Кочевник улепётывал, нещадно стегая коня, прижавшись к его шее. Прикрыли отход, называется. От злости за свою беспечность я расстрелял всадника вместе с лошадью, нажимая на спусковой крючок до тех пор, пока не закончился магазин.
— Ты как? — Спросил у сидевшего на снегу Ратибора.
— Всё хорошо Алексий, жить буду, — старый воин выдернул древко из жилета, оставив наконечник внутри, — ловко степняк меня. Да только на всякого ловкача…
Пахом Ильич уже заканчивал выставлять ровные ряды деревянных кукол. Четыре линии странных воинов перегораживали всю реку, как раз возле нашей крепости. Но это было не всё. Перед строем и на флангах застыли вмёрзшие в лёд заострённые колья.
— Чудны дела твои Господи. Это ж надо такое удумать, ну прям как живые. — Ильич перекрестился, поправил флажок на деревяшке, прибитой гвоздями к спине крайней куклы.
— Идут! Наши идут, Пахом Ильич. Лошадей целый табун. — Прокричал часовой с вышки.
— Итить… Кирьян, живо к ним дуй, проход меж шипов укажи, да и место где лёд цельный, а то провалятся, суши их потом.
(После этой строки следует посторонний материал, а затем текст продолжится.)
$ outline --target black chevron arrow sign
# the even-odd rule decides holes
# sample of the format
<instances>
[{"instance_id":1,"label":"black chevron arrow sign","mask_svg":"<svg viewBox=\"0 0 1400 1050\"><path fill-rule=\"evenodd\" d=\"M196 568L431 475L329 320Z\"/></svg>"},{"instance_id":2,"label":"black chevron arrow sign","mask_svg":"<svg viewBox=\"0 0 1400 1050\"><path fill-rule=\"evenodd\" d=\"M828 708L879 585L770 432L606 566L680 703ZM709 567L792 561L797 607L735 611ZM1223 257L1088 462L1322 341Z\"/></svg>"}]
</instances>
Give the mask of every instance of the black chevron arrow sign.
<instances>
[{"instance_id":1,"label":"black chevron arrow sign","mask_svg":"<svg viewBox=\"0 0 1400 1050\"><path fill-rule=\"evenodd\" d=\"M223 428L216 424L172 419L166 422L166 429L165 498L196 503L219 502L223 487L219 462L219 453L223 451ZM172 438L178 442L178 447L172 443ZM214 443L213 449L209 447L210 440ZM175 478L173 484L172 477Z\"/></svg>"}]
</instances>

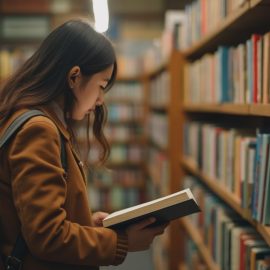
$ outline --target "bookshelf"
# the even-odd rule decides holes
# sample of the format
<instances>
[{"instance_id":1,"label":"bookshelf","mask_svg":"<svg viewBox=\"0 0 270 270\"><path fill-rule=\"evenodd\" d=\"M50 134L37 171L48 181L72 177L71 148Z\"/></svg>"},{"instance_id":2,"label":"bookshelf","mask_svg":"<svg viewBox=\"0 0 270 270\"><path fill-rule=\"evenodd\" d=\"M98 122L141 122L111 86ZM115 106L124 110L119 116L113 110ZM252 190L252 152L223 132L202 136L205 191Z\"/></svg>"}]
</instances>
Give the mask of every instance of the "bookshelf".
<instances>
[{"instance_id":1,"label":"bookshelf","mask_svg":"<svg viewBox=\"0 0 270 270\"><path fill-rule=\"evenodd\" d=\"M243 116L270 116L270 108L267 104L184 104L186 112L208 112Z\"/></svg>"},{"instance_id":2,"label":"bookshelf","mask_svg":"<svg viewBox=\"0 0 270 270\"><path fill-rule=\"evenodd\" d=\"M206 55L214 54L219 46L236 47L239 44L244 44L244 46L246 46L247 40L250 39L251 35L254 33L264 35L270 31L270 18L268 16L270 11L270 1L250 0L243 2L244 3L234 12L220 20L209 32L202 35L201 38L181 52L182 60L178 65L184 65L184 83L178 84L178 87L176 88L172 88L172 92L180 90L180 92L185 93L185 98L183 102L178 102L176 105L176 107L178 107L175 109L174 114L177 115L178 120L174 120L174 122L172 122L173 125L178 123L178 126L180 124L183 127L186 123L189 124L192 122L206 124L215 123L217 126L224 126L225 129L230 129L235 127L235 122L237 123L237 121L240 121L245 128L249 129L253 134L256 133L258 128L265 128L269 125L269 102L264 104L253 100L243 103L234 103L232 101L206 102L205 100L196 100L193 102L192 99L186 96L186 93L189 90L188 87L190 86L187 84L187 66L193 65L193 63ZM189 34L192 35L192 33ZM194 77L194 80L195 78L196 77ZM183 133L182 130L180 130L178 134L181 133ZM181 138L183 139L183 137ZM179 142L179 138L178 140L172 138L171 144L176 145L177 142ZM181 147L183 147L183 145ZM179 149L177 151L179 151ZM256 235L263 239L265 245L270 248L270 227L257 221L254 216L252 216L250 210L243 207L243 202L235 195L235 192L230 191L227 186L223 185L223 183L227 181L226 179L218 179L210 176L211 172L203 170L202 165L198 165L198 160L184 155L183 149L178 152L178 157L175 157L172 154L172 159L175 158L178 159L180 171L175 171L171 176L172 181L174 182L174 184L171 183L172 190L173 188L177 188L177 185L179 188L179 185L182 186L184 184L181 180L184 179L183 176L191 175L196 177L197 181L206 186L216 198L226 205L226 207L234 213L237 213L237 217L240 219L240 221L238 220L237 222L245 222L245 224L248 224L245 226L253 228ZM269 181L269 179L267 181ZM270 194L268 194L268 196L269 195ZM205 244L204 239L202 239L201 234L199 233L200 229L190 222L188 218L180 219L178 221L178 230L184 230L184 233L193 240L202 259L207 265L207 269L222 269L213 258L212 251L210 251L209 247ZM176 241L172 241L171 244L172 250L182 250L182 242L177 244ZM176 256L177 258L172 259L170 269L185 268L182 267L182 265L185 264L185 260L183 256L179 255L180 253L181 251L179 251L178 254L172 252L172 256Z\"/></svg>"},{"instance_id":3,"label":"bookshelf","mask_svg":"<svg viewBox=\"0 0 270 270\"><path fill-rule=\"evenodd\" d=\"M111 153L105 168L90 167L88 177L89 192L94 189L99 194L89 196L96 210L112 212L147 200L145 98L140 76L121 75L105 96L108 108L105 135ZM93 145L95 151L94 148ZM97 156L93 152L91 155L90 150L89 161L95 162L91 157Z\"/></svg>"},{"instance_id":4,"label":"bookshelf","mask_svg":"<svg viewBox=\"0 0 270 270\"><path fill-rule=\"evenodd\" d=\"M2 0L0 2L0 85L58 25L91 17L86 0ZM29 30L31 29L31 30ZM15 63L15 64L14 64Z\"/></svg>"},{"instance_id":5,"label":"bookshelf","mask_svg":"<svg viewBox=\"0 0 270 270\"><path fill-rule=\"evenodd\" d=\"M205 246L201 235L198 233L197 229L194 228L188 219L183 218L181 220L180 226L184 227L185 231L188 232L189 236L192 238L193 242L196 244L204 262L209 270L220 270L218 265L213 261L211 254L209 253L207 247Z\"/></svg>"},{"instance_id":6,"label":"bookshelf","mask_svg":"<svg viewBox=\"0 0 270 270\"><path fill-rule=\"evenodd\" d=\"M256 230L261 234L265 241L270 245L270 227L263 226L260 223L254 221L252 217L243 209L239 203L239 200L231 194L226 188L215 179L211 179L209 176L201 172L193 160L185 157L182 161L182 166L189 171L192 175L197 176L203 183L205 183L209 189L211 189L219 198L221 198L226 204L234 209L244 220L248 221Z\"/></svg>"},{"instance_id":7,"label":"bookshelf","mask_svg":"<svg viewBox=\"0 0 270 270\"><path fill-rule=\"evenodd\" d=\"M215 50L219 44L238 43L247 38L250 31L264 30L270 20L265 12L268 5L268 0L246 1L210 33L183 51L183 55L187 59L196 59L206 52Z\"/></svg>"},{"instance_id":8,"label":"bookshelf","mask_svg":"<svg viewBox=\"0 0 270 270\"><path fill-rule=\"evenodd\" d=\"M173 51L167 62L143 75L147 92L148 108L148 171L152 197L168 195L179 191L174 181L180 178L180 167L177 162L181 145L180 103L183 100L180 89L183 82L182 54ZM165 93L164 93L165 92ZM175 179L174 179L175 178ZM181 233L179 222L172 222L166 234L155 240L153 260L155 269L173 269L181 255ZM173 247L176 247L174 249Z\"/></svg>"}]
</instances>

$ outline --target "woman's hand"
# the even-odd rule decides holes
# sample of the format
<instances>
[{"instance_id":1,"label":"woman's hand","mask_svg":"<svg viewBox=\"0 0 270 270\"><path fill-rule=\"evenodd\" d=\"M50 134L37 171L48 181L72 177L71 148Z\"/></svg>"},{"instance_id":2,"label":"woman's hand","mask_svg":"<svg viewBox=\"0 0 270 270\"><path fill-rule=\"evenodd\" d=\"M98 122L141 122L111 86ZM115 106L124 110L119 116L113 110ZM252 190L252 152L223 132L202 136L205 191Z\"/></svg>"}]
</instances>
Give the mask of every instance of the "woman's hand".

Флажок снова оторвался, и повис, как и раньше, купец бросил взгляд на творение своих рук, сплюнул и побежал догонять Кирьяна, пытаясь не распластаться на льду. Пахом всматривался в лица и в уме уже несколько раз пересчитал всех диверсантов, ушедших со мной рано утром. Все живы, никто не ранен, зато добра приволокли, аж завидно немного стало.
— Пахом Ильич, подсоби, очень прошу. Надо лошадок в крепость загнать. — Сказал, поравнявшись с Новгородцем.
— Это мы счас, не беспокойся Лексей. Эй, Сёма, — Ильич крикнул в сторону крепости, — зови всех, да ворота поширше раскрой.
Звать никого не надо было, едва створки распахнулись, как раздался очень приятный звук свирели, с какой-то невероятной частотой. Дудочка играла негромко, но звуковые волны пробирали, до кости. Лошадки остановились, и как пьяные, покачиваясь, гуськом одна за другой направились в сторону звука. Вот и не верь потом в сказки, о Нильсе и крысах, добровольно сиганувших в озеро. Новгородская команда замерла от увиденного чуда.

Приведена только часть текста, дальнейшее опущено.